Let’s work through an example step by step:
Imagine we’re working at a software company where the enterprise-level product has a fairly long sales cycle, and our metric is actual raw conversions during a quarter. If you were looking at your conversion sales metrics in the above chart, how are you doing lately? Better than 2010? As good as 2011? Here’s the raw data:
Step 1: Collect Metrics Data Going Back At Least 3 Full-Cycle Periods
For most folks, this means quarterly or monthly data going back three years. Yes, you can use weekly or daily data, although you’ll usually want to smooth this data out (cha-ching! another great use for the exponential moving average!).
And, it needn’t be over the course of an entire year if the “seasons” your data go through isn’t measured by the calendar months — so if you’re looking at day-of-the-week data, say, to compare how your customers act on Monday versus Thursday, then a good 8-12 weeks of data would be a smart minimum.
Step 2: Compare Like Time-Periods To Like Time-Periods
For example, look at all the Januarys, or all the Tuesdays, and calculate an average.
Here, I use a simple average rather than the EMA. Because the EMA is designed to be useful for the time-series period compared sequentially — comparing a February to the January that came before it — and we’re not doing that here; rather, we’re treating the data as pure data, and our end goal is to extract the seasonal time-series.
Step 3: Normalization
Compare all these averages to each other, and divide each of the averages to the average of averages, yielding a seasonal adjusted factor for that time period, on average, compared to the normal value, referred to as “normalization.”
This is how we compare “apples to apples” across multiple years and in the context of the entire seasonal effect.
Step 4: Divide Each Original Data Point By Its Seasonally Adjusted Factor
This gives you an effective value for that metric with the seasonal component removed.
Step 5: Draw Conclusions
Look at this new de-seasonalized data and extract conclusions, if any, from it.
Now that we’ve subtracted out the seasonality of the sales, are your conclusions any different?
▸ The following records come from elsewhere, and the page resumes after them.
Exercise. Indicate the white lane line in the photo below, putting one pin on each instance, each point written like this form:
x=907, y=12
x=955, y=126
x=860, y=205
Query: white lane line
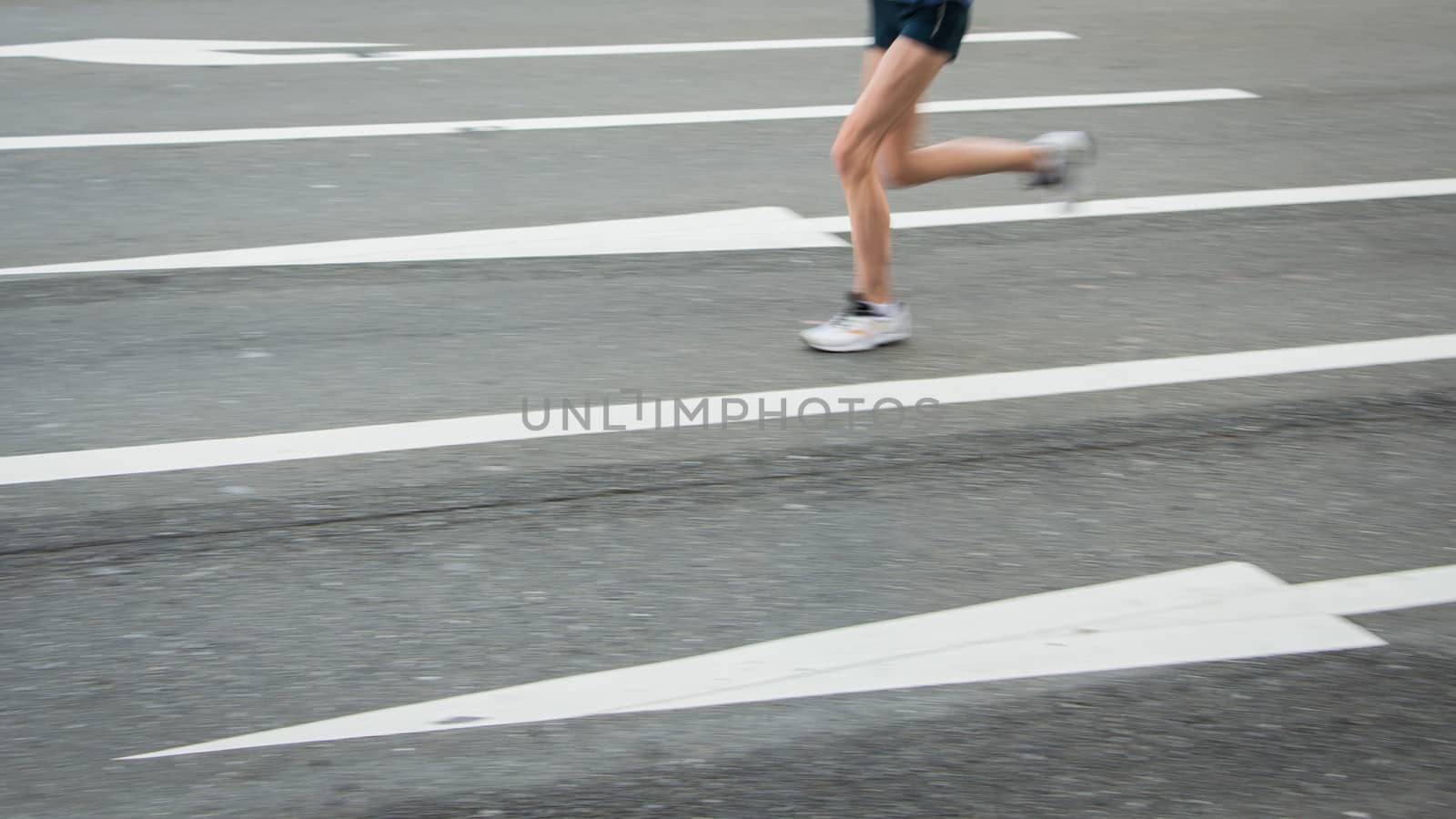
x=746, y=229
x=1148, y=206
x=130, y=51
x=1215, y=612
x=713, y=411
x=604, y=121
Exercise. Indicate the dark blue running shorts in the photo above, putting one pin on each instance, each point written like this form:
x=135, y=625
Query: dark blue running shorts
x=938, y=25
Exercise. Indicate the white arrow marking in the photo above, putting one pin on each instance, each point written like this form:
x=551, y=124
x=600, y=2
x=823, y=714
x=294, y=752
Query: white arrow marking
x=210, y=53
x=606, y=121
x=713, y=411
x=750, y=229
x=1215, y=612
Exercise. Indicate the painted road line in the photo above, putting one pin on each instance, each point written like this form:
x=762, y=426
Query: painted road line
x=715, y=411
x=606, y=121
x=747, y=229
x=1215, y=612
x=225, y=51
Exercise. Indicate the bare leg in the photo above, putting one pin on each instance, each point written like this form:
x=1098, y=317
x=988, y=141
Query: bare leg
x=895, y=84
x=970, y=157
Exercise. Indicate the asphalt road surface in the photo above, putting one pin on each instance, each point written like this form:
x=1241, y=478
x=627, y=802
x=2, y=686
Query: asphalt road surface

Looking at the red, de-seasoned data, it sure looks like the 2012 low is even lower than the end of 2010, and the 2012 isn’t nearly as high as in 2011. This should cause some consternation in the next sales meeting!
Of course, there are a zillion caveats here. Is your data even seasonal in the first place? Looking at the blue line, the best we can say is “maybe” — it’d be great to have more data. Perhaps a monthly breakdown of data instead of quarterly.
Another caveat might be cyclic — if the economic cycle dominates your sales cycle, then it can easily swamp the seasonal component — but if that’s the case, why the lower low in 2012 sales?
So, my question this month: when you look at your metrics, do you account for seasonality? Or do you just look to see if the numbers are “up” in the most recent report? You might be missing a key insight.